In looking at it just now, I noticed that after trying it in a
couple different places what was left in the repository was not the
optimal version for code coverage. I've put this back to the
version which did a better job, for reasons described in the commit
comment:

http://git.postgresql.org/gitweb?p=users/kgrittn/postgres.git;a=commitdiff;h=8af1bc84318923ba0ec3d4413f374a3beb10bc70

Dan, did you have some others which should maybe be included?

I'm not sure I see any counts we could get from SSI which would be
useful beyond what we might get from a code coverage tool or
profiling, but I'm open to suggestions.

-Kevin

#17Kevin Grittner
Kevin.Grittner@wicourts.gov
In reply to: Simon Riggs (#13)
Re: SSI patch version 14

Simon Riggs <simon@2ndQuadrant.com> wrote:

I looked at the patch to begin a review and immediately saw
"dtest". There's no docs to explain what it is, but a few comments
fill me in a little more. Can we document that please? And/or
explain why its an essential part of this commit? Could we keep it
out of core, or if not, just commit that part separately? I notice
the code is currently copyright someone else than PGDG.

I'm including Markus on this reply, because he's the only one who
can address the copyright issue.

I will say that while the dcheck make target is not required for a
proper build, and the tests run for too long to consider including
this in the check target, I would not recommend that anybody hack on
SSI without regularly running these tests or some equivalent..

When I suggested breaking this out of the patch, everybody who spoke
up said not to do so. How the eventual committer commits it is of
course up to that person.

Pounding for hours on 16 CPU box sounds good. What diagnostics or
instrumentation are included with the patch? How will we know
whether pounding for hours is actually touching all relevant parts
of code? I've done such things myself only to later realise I
wasn't actually testing the right piece of code.

We've looked at distributions of failed transactions by ereport
statement. This confirms that we are indeed exercising the vast
majority of the code. See separate post for how we pushed execution
into the summarization path to test code related to that.

I do have some concern that the 2PC testing hasn't yet covered all
code paths. I don't see how the problem found by Jeff during review
could have survived thorough testing there.

When this runs in production, how will we know whether SSI is
stuck

Stuck? I'm not sure what you mean by that. Other than LW locking
(which I believe is always appropriately brief, with rules for order
of acquisition which should prevent deadlocks), the only blocking
introduced by SSI is when there is an explicit request for
DEFERRABLE READ ONLY transactions. Such a transaction may take a
while to start. Is that what you're talking about?

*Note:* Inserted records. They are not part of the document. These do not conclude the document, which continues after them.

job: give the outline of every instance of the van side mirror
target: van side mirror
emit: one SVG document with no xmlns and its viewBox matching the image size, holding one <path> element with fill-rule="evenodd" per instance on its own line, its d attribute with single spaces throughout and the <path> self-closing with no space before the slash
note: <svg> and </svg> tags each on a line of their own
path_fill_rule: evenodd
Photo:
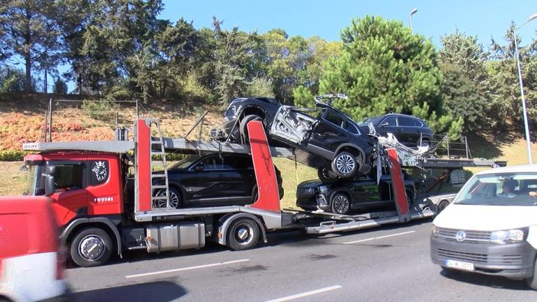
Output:
<svg viewBox="0 0 537 302">
<path fill-rule="evenodd" d="M 56 181 L 54 179 L 54 174 L 56 174 L 55 166 L 47 167 L 47 173 L 43 173 L 43 176 L 45 177 L 45 195 L 50 196 L 54 193 L 56 190 Z"/>
</svg>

or is consuming too much memory?

Relevant shared memory is allocated at startup, with strategies for
living within that as suggested by Heikki and summarized in a recent
post by Jeff. It's theoretically possible to run out of certain
objects, in which case there is an ereport, but we haven't seen
anything like that since the mitigation and graceful degradation
changes were implemented.

e.g. Is there a dynamic view e.g. pg_prepared_xacts,

We show predicate locks in the pg_locks view with mode SIReadLock.

is there a log mode log_ssi_impact, etc??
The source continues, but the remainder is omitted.